On the Role of Stop Codons in the Genetic Code

John Cole

Is the wild type genetic code optimal?

The absolute goal of this type of project would be to develop cost function that when optimized returned the wild type genetic code—in essence discerning precisely what the code evolved to do. In reality the wild type code may be a minima of a space with many more parameters than the five considered here, or it may not be a minima at all. These are questions beyond the scope of this project.

Instead, we consider the question: what, if any, of our measures, H_f / M, H_f / N, M, and N, are factors that in part give rise to the wild type genetic code? Moreover, is it possible to parameterize a cost function made up of a weighted sum of ΔP, and one of H_f / M, H_f / N, M, and N, such that when minimized, we recover something like the wild type genetic code?

These questions immediately lead us to consider what it means to be like the wild type code? Because we are chiefly concerned with the role of stop codons as a possible vehicle for mollecular cost minimization, a natural measure would be the similarity between the interconnections of stop codons and the various amino acids in some optimized code to those of the wild type code. We can define D and D² as being the sum and the sum of squares, respectively, of the absolute values of the differences between the probability of a transition under SNS from a stop to each amino acid for an optimized code and the wild type code. D² is essentially the square of the distance, in 21 dimentional “amino acid and stop” space, between the wild type code's “stop connectedness” vector—defined here as a vector whose i^th element is the probability of a stop codon becoming the i^th amino acid (or another stop) under SNS—and that of a code calcuated to minimize (or nearly minimize) one of our measures.
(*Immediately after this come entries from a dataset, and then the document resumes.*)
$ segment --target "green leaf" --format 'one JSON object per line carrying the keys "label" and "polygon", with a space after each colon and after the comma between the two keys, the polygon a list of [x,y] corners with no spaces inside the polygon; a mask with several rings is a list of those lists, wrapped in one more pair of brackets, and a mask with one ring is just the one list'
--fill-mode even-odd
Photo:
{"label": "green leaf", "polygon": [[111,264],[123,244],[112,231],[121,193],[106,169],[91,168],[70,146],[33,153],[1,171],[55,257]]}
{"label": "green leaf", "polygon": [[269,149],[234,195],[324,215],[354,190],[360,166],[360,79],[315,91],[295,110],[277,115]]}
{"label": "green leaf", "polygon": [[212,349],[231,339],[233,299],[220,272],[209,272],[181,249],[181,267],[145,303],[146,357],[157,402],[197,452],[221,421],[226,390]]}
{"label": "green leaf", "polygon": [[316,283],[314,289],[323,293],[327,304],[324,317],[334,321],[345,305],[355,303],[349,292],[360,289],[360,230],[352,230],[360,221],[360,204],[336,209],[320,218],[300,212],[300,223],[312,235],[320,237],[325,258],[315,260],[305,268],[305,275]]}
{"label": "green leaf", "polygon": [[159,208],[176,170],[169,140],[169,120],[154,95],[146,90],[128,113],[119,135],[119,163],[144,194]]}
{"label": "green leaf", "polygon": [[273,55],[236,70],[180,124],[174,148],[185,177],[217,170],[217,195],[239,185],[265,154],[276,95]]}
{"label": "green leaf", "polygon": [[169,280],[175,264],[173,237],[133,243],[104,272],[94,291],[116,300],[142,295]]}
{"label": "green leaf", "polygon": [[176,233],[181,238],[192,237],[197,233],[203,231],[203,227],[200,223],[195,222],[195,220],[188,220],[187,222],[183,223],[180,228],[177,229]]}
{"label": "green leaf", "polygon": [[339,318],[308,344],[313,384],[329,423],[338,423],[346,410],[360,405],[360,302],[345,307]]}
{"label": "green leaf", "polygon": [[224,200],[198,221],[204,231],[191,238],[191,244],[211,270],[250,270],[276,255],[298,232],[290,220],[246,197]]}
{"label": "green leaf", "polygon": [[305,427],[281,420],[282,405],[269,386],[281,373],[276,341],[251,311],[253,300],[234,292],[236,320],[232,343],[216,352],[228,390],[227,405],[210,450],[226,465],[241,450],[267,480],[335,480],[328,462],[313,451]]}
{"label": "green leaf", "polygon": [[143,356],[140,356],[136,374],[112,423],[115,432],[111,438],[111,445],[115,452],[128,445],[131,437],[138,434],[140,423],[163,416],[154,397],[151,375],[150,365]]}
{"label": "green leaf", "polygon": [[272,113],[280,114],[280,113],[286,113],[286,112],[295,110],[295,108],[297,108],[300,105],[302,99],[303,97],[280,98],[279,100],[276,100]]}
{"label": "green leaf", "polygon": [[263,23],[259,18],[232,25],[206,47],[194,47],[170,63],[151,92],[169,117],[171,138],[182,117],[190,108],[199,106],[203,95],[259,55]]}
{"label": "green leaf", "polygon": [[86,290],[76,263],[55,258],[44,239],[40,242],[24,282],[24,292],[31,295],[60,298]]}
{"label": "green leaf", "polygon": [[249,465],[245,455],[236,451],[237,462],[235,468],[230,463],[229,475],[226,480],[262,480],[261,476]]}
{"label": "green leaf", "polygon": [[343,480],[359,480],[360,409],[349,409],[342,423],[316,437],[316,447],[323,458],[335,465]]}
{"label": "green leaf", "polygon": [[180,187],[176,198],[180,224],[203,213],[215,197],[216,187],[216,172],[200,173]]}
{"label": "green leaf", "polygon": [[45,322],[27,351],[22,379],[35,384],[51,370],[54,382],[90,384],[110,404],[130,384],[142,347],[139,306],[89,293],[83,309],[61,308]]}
D = Σ_i | P(stop → AA_i)_opt – P(stop → AA_i)_wt |

D² = Σ_i | P(stop → AA_i)_opt – P(stop → AA_i)_wt |²

A simulated annealing algorithm was developed to take as arguments relative weights for each of ΔP, H_f / M, H_f / N, M, and N, optimize the cost function, C, based on these weights,

C = (w₁*ΔP) + (w₂*H_f / M) + (w₃*H_f / N) + (w₄*M) + (w₅*N)

and return D, D², and 3 output files containing data regarding the optimization run itself, the values of P(stop → AA_i)_opt and P(stop → AA_i)_wt and the optimized genetic code with expectation values for ΔP, H_f / M, H_f / N, M, and N.